Per molti secoli la concentrazione del potere si è fondata sul monopolio del linguaggio e della conoscenza ed ha teorizzato la necessità di interdire il popolo dalla piena comprensione della realtà. Ma la civilizzazione e lo sviluppo economico sono proprio il risultato della progressiva erosione di questo monopolio: diffondere la conoscenza e le nuove tecniche significa allargare il numero di quelli che possono mettere il proprio talento e la propria intelligenza al servizio della sfida contro le forze oscure del tempo e dell’ignoranza. Ed, in definitiva, significa, moltiplicare le capacità dell’umanità di espandere la propria forza creativa ed il proprio benessere. 

Nel quindicesimo secolo la diffusione pubblica delle tecniche contabili della partita doppia - già note all’alba del primo millennio – si accompagnò all’esplosione rinascimentale nelle arti e nelle scienze e generò effetti moltiplicativi sulla produzione materiale della ricchezza, insieme all’espansione delle tecnologie della finanza. Invocare oggi l’inasprimento delle regole e gridare “dalli all’untore” invece di spiegare il funzionamento dei mercati finanziari per aumentare la responsabile capacità di scelta dei singoli individui non è un buon servizio per la causa del progresso. Una volta inasprite le regole e rafforzati i guardiani statali del mercato quis custodiet custodes? 

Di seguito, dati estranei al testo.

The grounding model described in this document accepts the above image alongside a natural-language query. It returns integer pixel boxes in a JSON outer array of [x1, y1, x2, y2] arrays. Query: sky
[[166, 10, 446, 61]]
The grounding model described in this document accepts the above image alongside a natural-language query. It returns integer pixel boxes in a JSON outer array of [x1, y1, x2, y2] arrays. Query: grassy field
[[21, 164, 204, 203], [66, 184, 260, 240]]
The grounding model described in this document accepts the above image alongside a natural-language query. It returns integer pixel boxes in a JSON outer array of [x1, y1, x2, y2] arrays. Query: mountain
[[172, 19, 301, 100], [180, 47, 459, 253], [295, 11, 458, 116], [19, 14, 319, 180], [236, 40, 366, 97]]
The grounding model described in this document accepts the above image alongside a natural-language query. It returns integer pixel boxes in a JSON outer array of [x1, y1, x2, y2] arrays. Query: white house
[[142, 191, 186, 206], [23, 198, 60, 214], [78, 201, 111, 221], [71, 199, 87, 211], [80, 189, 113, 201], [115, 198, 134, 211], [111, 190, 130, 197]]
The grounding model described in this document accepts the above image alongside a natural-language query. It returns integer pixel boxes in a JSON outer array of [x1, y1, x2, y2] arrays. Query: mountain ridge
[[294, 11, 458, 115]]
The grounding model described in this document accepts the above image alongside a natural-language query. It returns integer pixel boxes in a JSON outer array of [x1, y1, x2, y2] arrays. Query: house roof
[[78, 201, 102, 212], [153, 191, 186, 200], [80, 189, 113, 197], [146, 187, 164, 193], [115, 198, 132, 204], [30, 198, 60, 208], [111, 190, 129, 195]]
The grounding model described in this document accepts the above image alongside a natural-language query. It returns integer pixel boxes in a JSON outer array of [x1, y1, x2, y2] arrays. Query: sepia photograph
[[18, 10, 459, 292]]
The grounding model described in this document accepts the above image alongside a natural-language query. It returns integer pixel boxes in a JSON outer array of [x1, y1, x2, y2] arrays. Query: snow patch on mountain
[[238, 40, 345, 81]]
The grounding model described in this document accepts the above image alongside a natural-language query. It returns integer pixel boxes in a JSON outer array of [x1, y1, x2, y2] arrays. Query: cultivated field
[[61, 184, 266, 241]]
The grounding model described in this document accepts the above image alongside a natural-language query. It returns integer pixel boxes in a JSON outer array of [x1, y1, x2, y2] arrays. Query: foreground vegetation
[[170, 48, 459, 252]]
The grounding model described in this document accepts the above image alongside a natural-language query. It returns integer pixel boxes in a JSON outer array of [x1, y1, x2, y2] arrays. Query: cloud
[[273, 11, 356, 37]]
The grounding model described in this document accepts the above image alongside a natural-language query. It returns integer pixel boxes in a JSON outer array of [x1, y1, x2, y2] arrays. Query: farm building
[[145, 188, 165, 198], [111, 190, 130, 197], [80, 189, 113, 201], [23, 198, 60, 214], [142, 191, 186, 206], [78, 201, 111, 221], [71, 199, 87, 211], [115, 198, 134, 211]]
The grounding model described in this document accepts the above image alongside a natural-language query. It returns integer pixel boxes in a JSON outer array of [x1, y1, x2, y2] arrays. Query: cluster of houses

La responsabilità individuale resta la base oggettiva del buon funzionamento dei mercati ma essa si nutre di conoscenza. E la conoscenza si diffonde solo se il linguaggio diventa sempre più universale e comprensibile: le parole sono segni che possono diventare un codice per iniziati. Quando questo avviene il potere della conoscenza può alimentare collusioni tra coloro che pre-vedono gli eventi. Si tratta solo di un rischio che aumenta il costo che bisogna sopportare per ottenere i vantaggi dell’espansione della conoscenza. Ma non si combatte quel rischio diffondendo interpretazioni rassicuranti ed insieme fuorvianti. Quel rischio si può, invece, gestire e ridurre aumentando la capacità di leggere gli arcani della finanza e dell’economia ed aumentando la competizione e la trasparenza sul mercato intellettuale oltre che sui mercati delle merci o sui mercati finanziari.